Validation and self-esteem
Couples over-share in social media for different reasons. For some, it’s a natural instinct to post everything – not just about their relationships – online. Others however are more likely to share about their relationship than anything else.
The second type of person tends to value themselves based on the quality of their significant relationships. The term psychologists use for this is relationship contingent self-esteem (RCSE).
For couples and individuals high in RCSE, sharing in social media may be a way to validate their feelings. Providing proof of a happy, healthy relationship to their partner and to the rest of their friends helps them cope with their personal anxieties and feel peaceful about their relationship.
Another possible motivation is that posting and tagging online may be a way to ‘mark’ their partner (as being off limits to other interested parties); and to keep tabs on their interactions in social media.
It’s important to note though, that although social media helps high RCSE individuals to manage their anxiety, they only do so when the relationship is actually doing well. Showing off a strong emotional bond makes them feel in control of their lives. This means they are truly as happy as they seem.
Staying consistent with your beliefs
Particularly in the beginning of a relationship, people tend to overshare because posting photos and messages makes them feel more involved with their partner. The social nature of their shared content makes it all the more real that they are in a relationship – since other people are seeing it too.
Cognitive Dissonance theory suggests that once we declare something to others, we take greater effort to feel the same way consistently. Research in this area also suggests that people who are in happy relationships tend to “oversell” their blissful state to others as a means of feeling better about it themselves.

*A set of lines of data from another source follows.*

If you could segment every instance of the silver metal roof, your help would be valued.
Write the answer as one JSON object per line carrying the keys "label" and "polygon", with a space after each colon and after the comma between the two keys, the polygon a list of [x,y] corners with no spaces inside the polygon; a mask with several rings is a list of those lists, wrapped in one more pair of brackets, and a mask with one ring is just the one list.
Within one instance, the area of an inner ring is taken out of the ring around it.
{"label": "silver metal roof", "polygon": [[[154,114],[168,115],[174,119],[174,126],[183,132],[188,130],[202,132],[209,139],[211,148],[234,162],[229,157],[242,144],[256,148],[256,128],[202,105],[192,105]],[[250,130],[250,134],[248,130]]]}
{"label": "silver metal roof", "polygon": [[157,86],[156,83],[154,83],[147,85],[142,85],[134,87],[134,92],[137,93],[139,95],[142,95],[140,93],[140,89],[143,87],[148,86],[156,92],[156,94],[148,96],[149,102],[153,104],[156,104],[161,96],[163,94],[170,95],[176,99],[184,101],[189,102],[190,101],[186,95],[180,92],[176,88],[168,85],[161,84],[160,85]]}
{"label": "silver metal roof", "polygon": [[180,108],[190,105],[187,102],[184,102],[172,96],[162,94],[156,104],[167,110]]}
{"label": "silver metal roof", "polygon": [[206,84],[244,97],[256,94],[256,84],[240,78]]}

Thus, sharing their pictures and messages helps a new couple feel like they are ‘legitimately’ dating, now that their friends see them together. The positive feedback and the comments they receive from friends, family, and peers also validates their relationship.
How about the non-sharers?
What about the couples whose love lives are lived off social media? Some couples prefer to disconnect their personal life from their on-line personalities. These people may feel uncomfortable making something they consider “personal or private” a matter of public knowledge.
Does this mean that their relationships are less happy than those who share? Not necessarily, according to research. Happy couples may choose to not share about their romantic moments for a variety of reasons.
Extroverts, for instance don’t feel as much need to share about their relationships; possibly since they meet a lot of friends and family with their significant other in real life. Extroverted individuals are also quick to share their feelings with their significant other; and so may not feel the need to post their affections online.
Another reason couples choose not to declare their love for each other on social media is a bid to maintain privacy; and to control the discussion about their relationships with family and peers. These individuals may also be concerned about others commenting and intruding on their personal moments via social media and thus prefer to keep their romance off limits to social media.
The final word
It would seem that keeping the romance offline (or online) is no indicator of relationship quality by itself. The real predictor for long term satisfaction here seems to be agreement. So some couples are happier and more committed when they do share; others when they don’t.
A common viewpoint brings partners closer, makes them feel more comfortable in their relationship, and enhances their experience of intimacy. But if one partner prefers to share, while the other does not, they are more likely than no to find themselves dissatisfied.